Experiences and Challenges of Teaching in India

Papers can focus on participants’ experiences of teaching in India. Particularly relevant to those who have been teaching for longer or in different positions (ex. As guest or ad hoc to permanent faculty), major shifts that have taken place etc. Rise of private universities, experiences in both public and private universities, changing appraisal parameters for faculty evaluations etc, will be important. Experiences of teaching social sciences in regional vs elite/established departments or new contexts- like engineering institutes and liberal arts departments etc.

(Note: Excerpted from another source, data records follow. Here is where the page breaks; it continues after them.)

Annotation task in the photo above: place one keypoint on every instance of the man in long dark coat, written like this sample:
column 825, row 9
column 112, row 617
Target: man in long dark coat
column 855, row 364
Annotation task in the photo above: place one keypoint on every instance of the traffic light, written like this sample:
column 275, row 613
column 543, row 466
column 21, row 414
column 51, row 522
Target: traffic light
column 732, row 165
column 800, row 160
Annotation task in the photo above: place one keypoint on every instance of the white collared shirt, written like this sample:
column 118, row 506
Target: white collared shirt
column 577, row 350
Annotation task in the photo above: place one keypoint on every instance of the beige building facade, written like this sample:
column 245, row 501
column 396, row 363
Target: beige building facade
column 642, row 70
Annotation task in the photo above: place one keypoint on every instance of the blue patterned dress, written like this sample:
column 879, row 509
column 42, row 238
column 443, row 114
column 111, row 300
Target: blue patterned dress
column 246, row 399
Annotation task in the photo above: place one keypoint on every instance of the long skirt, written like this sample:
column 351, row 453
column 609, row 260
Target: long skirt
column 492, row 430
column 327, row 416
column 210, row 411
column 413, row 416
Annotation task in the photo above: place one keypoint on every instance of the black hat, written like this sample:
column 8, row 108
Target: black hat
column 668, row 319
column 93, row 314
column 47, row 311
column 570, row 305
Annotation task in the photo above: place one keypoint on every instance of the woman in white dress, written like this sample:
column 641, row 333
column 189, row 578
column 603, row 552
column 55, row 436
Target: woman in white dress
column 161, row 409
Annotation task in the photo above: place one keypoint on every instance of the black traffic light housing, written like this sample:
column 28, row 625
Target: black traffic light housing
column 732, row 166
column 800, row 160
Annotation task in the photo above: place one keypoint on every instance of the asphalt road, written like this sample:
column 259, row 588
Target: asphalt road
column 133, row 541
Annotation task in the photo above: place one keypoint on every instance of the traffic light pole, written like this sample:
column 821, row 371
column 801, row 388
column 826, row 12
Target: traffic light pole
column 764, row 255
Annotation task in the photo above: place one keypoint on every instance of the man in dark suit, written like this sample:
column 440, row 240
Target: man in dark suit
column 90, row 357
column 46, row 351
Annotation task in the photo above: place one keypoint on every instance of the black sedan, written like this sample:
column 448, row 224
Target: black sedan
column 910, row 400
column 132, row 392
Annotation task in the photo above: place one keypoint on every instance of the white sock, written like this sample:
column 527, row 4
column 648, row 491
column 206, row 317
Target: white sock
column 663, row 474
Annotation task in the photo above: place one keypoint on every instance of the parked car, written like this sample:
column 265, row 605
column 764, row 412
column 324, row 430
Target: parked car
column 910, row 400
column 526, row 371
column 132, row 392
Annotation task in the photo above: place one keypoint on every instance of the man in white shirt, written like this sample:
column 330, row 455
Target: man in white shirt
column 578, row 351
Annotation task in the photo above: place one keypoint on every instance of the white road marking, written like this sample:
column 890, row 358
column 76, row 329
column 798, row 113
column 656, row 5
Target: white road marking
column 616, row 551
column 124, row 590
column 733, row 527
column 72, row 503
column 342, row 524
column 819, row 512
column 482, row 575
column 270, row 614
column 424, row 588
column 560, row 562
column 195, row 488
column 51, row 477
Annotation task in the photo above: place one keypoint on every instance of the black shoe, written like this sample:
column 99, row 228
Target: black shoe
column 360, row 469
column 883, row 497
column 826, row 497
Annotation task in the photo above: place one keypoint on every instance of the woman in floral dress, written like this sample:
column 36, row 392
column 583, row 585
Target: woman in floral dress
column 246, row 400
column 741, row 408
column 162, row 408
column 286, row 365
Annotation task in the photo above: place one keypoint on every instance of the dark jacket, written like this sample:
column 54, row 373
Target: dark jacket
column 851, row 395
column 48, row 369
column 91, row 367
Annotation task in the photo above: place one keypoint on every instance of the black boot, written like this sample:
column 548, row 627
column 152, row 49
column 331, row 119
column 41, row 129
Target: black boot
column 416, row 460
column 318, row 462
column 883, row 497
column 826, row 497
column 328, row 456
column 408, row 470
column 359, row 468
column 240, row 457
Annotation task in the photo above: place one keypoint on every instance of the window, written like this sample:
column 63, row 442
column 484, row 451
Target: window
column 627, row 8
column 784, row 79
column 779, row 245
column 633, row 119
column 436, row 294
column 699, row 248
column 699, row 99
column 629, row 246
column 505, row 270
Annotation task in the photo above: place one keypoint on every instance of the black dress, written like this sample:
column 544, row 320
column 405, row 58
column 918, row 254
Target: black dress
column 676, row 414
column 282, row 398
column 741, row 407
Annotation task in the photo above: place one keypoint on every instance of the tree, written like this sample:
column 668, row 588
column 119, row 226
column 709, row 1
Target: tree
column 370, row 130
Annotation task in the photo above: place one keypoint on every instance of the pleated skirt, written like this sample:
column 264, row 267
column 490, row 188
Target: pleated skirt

Disciplinary Reconfigurations

Explore how the structural shifts in Indian academia have mapped on to teaching practices and disciplinary valuations. Are disciplines like sociology/anthropology experiencing a “crisis” where they are seen as less relevant, less employable, more susceptible to political/public critique and disciplining practices? There are also pressures to make disciplines marketable, so worth exploring how this has impacted what is taught– are there topics in sociology/anthropology that have less or more traction–, and how. A topic of critical consideration is also about the ethics, ways of doing, and training for “fieldwork” as a) skill-set acquisition is becoming an important measure of a discipline “value” (also reiterated in NEP), and b) many departments are increasingly offering courses centred on students doing short-term fieldwork. How do we (or do we?) ensure that ethnography is conducted with full awareness of its power dynamics and ethical implications for research participants? Many of these are not new issues– addressing continuities and novelties of the present moment are important. 

The Politics of Teaching

This includes both teaching in an overarching political climate as well as everyday politics that we encounter in classrooms and institutions, and across institutions. Topics of interest may include the impact (for better or worse) of political correctness, how we navigate having or articulating a political opinion with students, shifts in students’ politics as well as the state of collective representation among faculty (the lack of unions in private universities, for example). Altering power dynamics between faculty and students can be explored alongside possible friction at the level of faculty, student body, administration. Participants may address institutional diversity and hierarchy (across regional, old established and up and coming higher-ed institutions), diversity and perhaps changes in student bodies etc.

Teaching as Care-Work

Papers and interested participants to think about how teaching is positioned as care-work. Attend variations across types of institutions, diverse social locations of students and faculty (class, caste, regionality as some examples). Also explore care-work as increasingly a part of faculty expectations and evaluations, who bears the burden, pedagogical implications, etc.